Saudade a Bahia

Luglio 5, 2002 in il Traspiratore da Simona Margarino

La notte se n’era andata da un niente e le note di un blues da pianoforte stavano cadendo sulla testa del vecchio Thomas, che andava sbraitando parole piene di vino e bestemmie, allorché, poco più in là,

“Scendi”,

gli disse, piano, Aileen.

In un sussurro.

Che sapeva di tutto, tranne che di musica.

Lì a Bahia.

Presto.

Alla luce di un’alba pigra.

E di una ferrovia ancora addormentata.

E lui, Alonso, scese.

Scese gli scalini di ferro perdendo il treno, e magari anche di più, senza saperlo. Per esempio quella voce, sprecatasi mica tanto nell’allontanarlo.

Ma che dire d’altro a chi spera di avere qualcosa da cercare? Come fargli capire che è ora di smetterla, che ci sono cose che non durano, nemmeno a volere? Non si può, maledizione, perché spesso non viene in bocca quel bel discorso, quello semplice, che non è che la voglia di tornare a casa, dall’altra parte dell’oceano, al di là dell’orizzonte. Davvero non ci si riesce, così non resta che andarsene, a bassa voce, finché si può, fino alla fine di questo mondo meraviglioso, di questo mondo da schifo, a volte, sì, fino alla fine.

Alonso posò la valigia a terra, sull’asfalto che scottava di sole, come se avesse tutto il tempo per darsi da fare a capire. Poi piegò il giornale sotto il braccio e, sospirando, asciugò la fronte dal sudore.

Il capostazione fischiò di nuovo, un suono sordo e prolungato, da non immaginarsi, che affrettò i passeggeri in ritardo, quello strano ritardo in cui ci si accorge di essere sempre un attimo dopo. Dopo aver perduto.

Rimase lì fermo, Alonso, a guardare il treno partire, col cappello in mano e la tristezza nel petto. Per un’eternità, che era mattino. L’orologio appeso alla cintura batté le sette, quando in tasca trovò l’addio di Aileen ad aspettarlo.

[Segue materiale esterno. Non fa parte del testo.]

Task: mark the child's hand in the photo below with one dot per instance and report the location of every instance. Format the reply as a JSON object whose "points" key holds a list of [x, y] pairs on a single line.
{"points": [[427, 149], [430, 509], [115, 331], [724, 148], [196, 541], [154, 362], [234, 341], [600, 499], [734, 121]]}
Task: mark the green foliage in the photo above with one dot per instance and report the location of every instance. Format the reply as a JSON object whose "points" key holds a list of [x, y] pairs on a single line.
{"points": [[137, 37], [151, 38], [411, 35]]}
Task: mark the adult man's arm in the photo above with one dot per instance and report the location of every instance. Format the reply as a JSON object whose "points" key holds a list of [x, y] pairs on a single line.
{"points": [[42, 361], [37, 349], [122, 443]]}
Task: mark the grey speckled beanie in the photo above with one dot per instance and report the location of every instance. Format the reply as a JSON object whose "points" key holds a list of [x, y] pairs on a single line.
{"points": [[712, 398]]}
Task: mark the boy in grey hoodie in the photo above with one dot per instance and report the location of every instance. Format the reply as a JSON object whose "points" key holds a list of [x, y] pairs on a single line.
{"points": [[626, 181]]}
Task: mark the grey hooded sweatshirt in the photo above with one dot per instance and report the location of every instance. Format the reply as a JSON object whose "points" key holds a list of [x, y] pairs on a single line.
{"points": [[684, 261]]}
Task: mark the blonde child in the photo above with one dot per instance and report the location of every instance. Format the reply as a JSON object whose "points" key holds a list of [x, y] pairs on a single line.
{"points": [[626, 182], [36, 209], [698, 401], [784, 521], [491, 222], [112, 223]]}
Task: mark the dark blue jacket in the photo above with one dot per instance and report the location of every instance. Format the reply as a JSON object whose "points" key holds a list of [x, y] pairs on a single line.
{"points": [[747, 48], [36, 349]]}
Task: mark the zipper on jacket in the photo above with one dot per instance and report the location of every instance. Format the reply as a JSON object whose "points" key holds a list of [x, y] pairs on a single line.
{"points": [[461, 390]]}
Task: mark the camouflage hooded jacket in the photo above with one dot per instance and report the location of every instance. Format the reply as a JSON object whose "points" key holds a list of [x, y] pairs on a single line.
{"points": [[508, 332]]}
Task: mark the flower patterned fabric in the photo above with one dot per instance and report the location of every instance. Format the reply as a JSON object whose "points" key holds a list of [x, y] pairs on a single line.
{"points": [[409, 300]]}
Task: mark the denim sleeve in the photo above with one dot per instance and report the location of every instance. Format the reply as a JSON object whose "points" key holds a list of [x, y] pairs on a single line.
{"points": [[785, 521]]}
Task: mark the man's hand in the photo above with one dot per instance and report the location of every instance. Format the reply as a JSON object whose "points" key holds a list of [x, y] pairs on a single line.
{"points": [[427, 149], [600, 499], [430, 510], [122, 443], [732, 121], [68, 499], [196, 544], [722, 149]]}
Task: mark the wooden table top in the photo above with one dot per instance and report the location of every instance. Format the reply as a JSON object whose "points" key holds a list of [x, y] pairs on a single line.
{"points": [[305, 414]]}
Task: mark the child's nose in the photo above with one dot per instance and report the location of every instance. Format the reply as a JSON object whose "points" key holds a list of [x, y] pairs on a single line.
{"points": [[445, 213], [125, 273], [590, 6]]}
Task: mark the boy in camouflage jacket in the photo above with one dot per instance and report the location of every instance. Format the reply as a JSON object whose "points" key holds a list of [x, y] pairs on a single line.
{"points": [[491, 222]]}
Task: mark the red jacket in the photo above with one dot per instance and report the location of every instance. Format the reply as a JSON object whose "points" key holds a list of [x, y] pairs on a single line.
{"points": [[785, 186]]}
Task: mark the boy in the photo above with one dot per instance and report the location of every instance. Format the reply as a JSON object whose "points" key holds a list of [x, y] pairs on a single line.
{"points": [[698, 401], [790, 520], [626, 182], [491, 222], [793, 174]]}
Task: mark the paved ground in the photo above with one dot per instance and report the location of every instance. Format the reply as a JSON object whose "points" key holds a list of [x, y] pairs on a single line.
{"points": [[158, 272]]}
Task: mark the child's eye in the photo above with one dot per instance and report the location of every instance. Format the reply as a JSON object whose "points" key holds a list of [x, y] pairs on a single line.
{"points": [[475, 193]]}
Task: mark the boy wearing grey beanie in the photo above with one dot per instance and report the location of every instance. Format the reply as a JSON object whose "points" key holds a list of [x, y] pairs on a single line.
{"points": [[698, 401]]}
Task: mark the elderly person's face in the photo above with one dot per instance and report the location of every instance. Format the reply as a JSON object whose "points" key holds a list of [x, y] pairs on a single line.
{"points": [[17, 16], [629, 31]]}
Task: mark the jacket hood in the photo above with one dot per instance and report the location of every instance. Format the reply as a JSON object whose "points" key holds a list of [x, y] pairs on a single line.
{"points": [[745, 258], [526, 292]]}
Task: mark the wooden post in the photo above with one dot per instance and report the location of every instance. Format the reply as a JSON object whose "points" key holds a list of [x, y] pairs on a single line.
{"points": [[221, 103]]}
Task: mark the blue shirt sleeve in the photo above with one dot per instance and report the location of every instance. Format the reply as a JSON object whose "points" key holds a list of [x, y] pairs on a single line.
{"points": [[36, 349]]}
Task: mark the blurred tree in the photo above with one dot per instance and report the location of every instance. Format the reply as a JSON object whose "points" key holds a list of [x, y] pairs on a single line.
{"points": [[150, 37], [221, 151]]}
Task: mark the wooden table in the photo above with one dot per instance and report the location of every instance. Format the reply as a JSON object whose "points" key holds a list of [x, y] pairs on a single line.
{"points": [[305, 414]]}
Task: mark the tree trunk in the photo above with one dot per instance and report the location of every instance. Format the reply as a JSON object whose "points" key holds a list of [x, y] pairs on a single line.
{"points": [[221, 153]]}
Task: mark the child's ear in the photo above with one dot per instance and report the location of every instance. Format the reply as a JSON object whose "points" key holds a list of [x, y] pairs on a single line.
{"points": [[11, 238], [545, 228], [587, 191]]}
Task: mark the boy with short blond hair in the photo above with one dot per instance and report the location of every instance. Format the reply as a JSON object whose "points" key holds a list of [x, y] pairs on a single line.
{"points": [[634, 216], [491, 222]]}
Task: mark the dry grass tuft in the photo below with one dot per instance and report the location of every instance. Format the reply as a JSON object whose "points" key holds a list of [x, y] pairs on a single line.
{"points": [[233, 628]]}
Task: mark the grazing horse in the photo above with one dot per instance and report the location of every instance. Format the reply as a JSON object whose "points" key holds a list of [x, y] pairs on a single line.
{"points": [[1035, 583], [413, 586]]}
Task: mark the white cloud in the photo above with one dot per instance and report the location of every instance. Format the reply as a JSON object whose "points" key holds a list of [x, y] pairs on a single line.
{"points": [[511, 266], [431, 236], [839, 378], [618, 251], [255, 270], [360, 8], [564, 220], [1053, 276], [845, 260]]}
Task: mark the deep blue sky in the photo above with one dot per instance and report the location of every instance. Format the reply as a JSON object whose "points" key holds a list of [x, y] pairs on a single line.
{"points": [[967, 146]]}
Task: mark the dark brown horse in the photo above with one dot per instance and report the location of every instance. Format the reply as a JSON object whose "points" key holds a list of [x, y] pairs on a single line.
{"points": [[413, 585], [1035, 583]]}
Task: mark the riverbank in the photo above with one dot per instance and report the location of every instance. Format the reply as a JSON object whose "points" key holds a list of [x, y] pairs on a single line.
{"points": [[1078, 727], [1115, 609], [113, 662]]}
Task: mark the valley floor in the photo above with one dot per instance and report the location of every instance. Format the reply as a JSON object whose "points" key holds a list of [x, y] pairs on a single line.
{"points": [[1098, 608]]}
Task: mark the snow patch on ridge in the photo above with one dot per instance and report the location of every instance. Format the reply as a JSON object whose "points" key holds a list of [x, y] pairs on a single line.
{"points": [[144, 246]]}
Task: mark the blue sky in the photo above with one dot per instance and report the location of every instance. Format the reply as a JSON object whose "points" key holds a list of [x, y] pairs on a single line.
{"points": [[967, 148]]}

Mentre lo leggeva, da lontano il piano riprese a cantare, sempre più forte, sotto le parole che lui ripeteva, in un sussurro, quasi a scusarsi del disturbo, con il silenzio, il suo.

Non molto distante, Thomas sputò sulle rotaie, con quel blues che gli girava nel cervello e la lingua che sentiva nostalgia di un po’ d’alcool. Poi, facendo un cenno del capo ad Alonso, gli si avvicinò, gli batté su una spalla, col fare comprensivo di chi la sa lunga, e, senza troppo tergiversare, trascinandolo via, gli promise:

“Lo so io dove andare, vieni con me, che quella vacca di Caterina ti riporta alla vita”.